The Joy Revolution

So, the government shut down. People are not working; the future is uncertain. So I heard.

A part of me says, “Carly, you really need to look at the news and see what is happening in the world,” and the other part says, “Why do you need to know?”

I’ve made it part of my strict diet to avoid the intake of toxic information, negative news, misaligned situations, people that drain my energy, and doing anything that doesn’t support well-being.

Why? Multiple reasons.

I really want to preserve my state of wellness and bandwidth for my somatic therapy clients that I work with. I also want to focus on what is positive in life. Outside my window and in my little planet, everything appears normal.

I get to empathize with my friend whose job working with environmental conservation is on hold until the government comes back. In the meantime, he’s spearfishing and enjoying his days off. I imagine he may have a lingering sense of concern, asking himself, “How long will my money hold out?”

But besides that, and potential delays in flights due to lack of air traffic control, my life is still brilliantly wonderful.

I also write this with a tiny voice that says, “Carly, you’re going to get criticized by people who do care and are affected by this. They’re going to say you’re selfish and should open your eyes to the tragedies going on around you.”

I do question my potential ignorance and am blatantly stating this here. I might be completely narcissistic by only thinking of myself and my clients.

Yes, I also teach my clients to learn to focus on what does work in their lives. You can notice the dead palm frond and the lively green one just perking its pretty head over the top of the trunk. We can see both and not judge either one. It just is what it is right now.

I know that I feel everything, and when I begin to immerse myself in world news, I will most surely feel multiple pangs of pain as I connect to everyone experiencing hardships right now. But I also do that individually with each person I work with.

We used to live in villages, and the news we knew about was what came to the village or a neighboring village. Our expansion of world awareness remained local. We still worshiped the stars and the sun and considered everything else divine or a mystery. Now we know more than ever—millions of bits of information at our fingertips at all times.

It’s scary and miraculous. No longer do we need to sit around a dinner table and philosophize about the meaning of the world, pelagic creatures in the sea, or what Africa is like. We can just ask ChatGBT, and it tells us everything we need to know and more.

No more space for the question, the critical thinking, the dreaming and fantasizing. It is all revealed—instantly. The unknown becomes a thing of the past. We can now know everything about everyone all the time.

You know what? That’s too much for my brain to handle. Rather, my brain might read the info and compartmentalize it somewhere, but my body has to digest this info. When I open my phone to scroll (which I basically stopped doing), I get an overload of body sensations from scrolling for one minute.

I really do want to choose what I decide to bring in, process, digest, integrate, and poop out the rest.

I don’t want to binge on news that doesn’t support life—and the expansion of life.

I want to feel amazing in my body. I want to look at the world as a beautiful place. I want to see random small acts of kindness and let them fill up my sphere with goodness so that I can sleep in peace every night.

It might be selfish.

What would not selfish look like?

Scroll. Watch the news, repeat the same information, and let myself get appalled and heartbroken multiple times.

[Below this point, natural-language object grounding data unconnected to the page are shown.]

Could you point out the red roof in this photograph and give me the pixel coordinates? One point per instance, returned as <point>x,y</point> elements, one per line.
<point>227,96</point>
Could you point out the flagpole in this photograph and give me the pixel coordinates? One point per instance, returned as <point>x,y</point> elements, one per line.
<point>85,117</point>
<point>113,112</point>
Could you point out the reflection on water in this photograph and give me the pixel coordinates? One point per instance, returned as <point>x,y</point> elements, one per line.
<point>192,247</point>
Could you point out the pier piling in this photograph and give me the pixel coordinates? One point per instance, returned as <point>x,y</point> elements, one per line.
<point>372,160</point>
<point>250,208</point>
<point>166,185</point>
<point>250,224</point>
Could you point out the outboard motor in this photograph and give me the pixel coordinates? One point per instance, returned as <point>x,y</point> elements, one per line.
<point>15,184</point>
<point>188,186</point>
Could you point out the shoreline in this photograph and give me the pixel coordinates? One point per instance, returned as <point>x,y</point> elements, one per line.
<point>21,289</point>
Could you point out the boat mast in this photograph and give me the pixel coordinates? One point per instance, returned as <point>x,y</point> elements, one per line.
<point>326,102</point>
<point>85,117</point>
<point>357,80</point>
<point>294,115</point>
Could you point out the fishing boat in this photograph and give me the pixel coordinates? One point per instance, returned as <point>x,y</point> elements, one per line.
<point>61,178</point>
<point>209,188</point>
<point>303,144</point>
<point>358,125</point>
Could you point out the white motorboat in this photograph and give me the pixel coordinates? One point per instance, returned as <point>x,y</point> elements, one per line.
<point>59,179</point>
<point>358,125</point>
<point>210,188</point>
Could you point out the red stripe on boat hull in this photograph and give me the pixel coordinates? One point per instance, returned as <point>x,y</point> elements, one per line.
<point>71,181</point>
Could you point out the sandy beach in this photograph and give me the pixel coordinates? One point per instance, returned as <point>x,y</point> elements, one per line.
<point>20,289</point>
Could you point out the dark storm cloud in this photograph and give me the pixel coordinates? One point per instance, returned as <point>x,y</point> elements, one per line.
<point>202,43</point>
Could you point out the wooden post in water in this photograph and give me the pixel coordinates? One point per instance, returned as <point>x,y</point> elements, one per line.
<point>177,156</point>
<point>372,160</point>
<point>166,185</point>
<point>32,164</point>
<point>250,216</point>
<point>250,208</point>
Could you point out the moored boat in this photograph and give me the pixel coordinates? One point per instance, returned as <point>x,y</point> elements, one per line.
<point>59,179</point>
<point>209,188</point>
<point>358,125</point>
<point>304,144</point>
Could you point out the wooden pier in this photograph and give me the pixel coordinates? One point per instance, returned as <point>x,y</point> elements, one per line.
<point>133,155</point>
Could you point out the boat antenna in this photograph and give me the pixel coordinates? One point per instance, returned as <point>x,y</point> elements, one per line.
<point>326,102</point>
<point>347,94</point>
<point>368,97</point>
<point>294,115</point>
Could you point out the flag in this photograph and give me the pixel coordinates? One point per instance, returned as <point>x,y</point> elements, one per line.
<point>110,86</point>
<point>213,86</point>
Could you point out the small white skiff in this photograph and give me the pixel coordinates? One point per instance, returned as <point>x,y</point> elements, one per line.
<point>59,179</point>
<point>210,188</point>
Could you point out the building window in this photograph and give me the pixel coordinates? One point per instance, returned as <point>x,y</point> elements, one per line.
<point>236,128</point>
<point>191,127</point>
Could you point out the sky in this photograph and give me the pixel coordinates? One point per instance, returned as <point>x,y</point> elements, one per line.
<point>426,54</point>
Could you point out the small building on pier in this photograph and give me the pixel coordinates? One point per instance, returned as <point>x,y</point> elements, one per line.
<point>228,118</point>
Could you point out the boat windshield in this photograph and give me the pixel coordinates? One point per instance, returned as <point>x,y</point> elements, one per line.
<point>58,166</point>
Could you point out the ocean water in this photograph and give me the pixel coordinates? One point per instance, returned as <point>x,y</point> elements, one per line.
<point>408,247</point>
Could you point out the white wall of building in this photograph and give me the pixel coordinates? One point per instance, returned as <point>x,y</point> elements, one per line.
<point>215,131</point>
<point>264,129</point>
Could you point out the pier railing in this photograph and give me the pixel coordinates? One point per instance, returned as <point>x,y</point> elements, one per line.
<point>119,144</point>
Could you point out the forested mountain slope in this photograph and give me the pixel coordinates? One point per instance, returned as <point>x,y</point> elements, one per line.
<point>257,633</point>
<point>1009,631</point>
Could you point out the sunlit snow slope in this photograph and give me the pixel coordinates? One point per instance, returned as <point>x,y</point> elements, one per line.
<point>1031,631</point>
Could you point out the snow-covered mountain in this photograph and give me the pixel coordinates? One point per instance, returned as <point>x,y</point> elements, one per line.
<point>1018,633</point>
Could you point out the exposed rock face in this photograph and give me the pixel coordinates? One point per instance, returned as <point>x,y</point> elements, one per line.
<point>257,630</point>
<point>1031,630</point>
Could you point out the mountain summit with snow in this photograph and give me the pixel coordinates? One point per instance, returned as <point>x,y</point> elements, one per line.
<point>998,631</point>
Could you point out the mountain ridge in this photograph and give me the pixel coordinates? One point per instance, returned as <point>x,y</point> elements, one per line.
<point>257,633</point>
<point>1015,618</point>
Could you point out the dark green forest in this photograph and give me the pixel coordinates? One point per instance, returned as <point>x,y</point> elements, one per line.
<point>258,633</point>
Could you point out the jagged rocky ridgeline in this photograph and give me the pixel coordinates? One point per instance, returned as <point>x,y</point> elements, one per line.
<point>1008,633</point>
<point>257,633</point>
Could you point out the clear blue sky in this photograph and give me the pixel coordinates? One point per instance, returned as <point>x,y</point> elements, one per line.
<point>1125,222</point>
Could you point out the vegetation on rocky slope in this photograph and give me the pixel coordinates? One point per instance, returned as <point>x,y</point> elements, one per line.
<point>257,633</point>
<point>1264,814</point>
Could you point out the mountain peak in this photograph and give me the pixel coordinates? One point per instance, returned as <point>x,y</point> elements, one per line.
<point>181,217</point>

I can read the stories of hundreds of people I have never met—how they lost their jobs and are struggling to stay afloat, going to the food bank, and trying to feed their hungry kids.

I can add to it by ingesting some more junk between some random influencer doing a stupid dance and then the war—all in the same gulp.

Then I can talk about it with my friends and make them see the reality of the world we live in so that they too can feel hopeless and experience the sense of impending doom.

Then we can all reminisce and drink alcohol to wash away the reality of the world we live in, feeling hopeless to do anything about changing it.

Is that what not being selfish looks like?

For now, I’m choosing to continue nourishing my mind with life, beauty, and health. As I come across people who are experiencing hardship, I can experience the joy of connection through empathy and understanding.

I choose to surround myself with beauty every day. I choose to wake up and, instead of thinking of my to-do list, I list ten new things I’m grateful for.

I choose to filter out my thoughts. Each time an energy-depleting thought arises (“The world is collapsing,” “I don’t have enough of this or that,” “This person is mean,” etc.), I send it away as fast as I can become aware of it.

We really do have the capacity to step into an incredibly beautiful life—like the chord of a guitar playing a note and another instrument resonating with the same chord across the room, without even touching it.

I want to play a chord that resonates joy, delight, and gratitude. I know that I attract more and more situations in my life to support that, and together we build a pool of overflowing joy, delight, and gratitude through perpetuating it daily.

That’s the news I am choosing to follow today.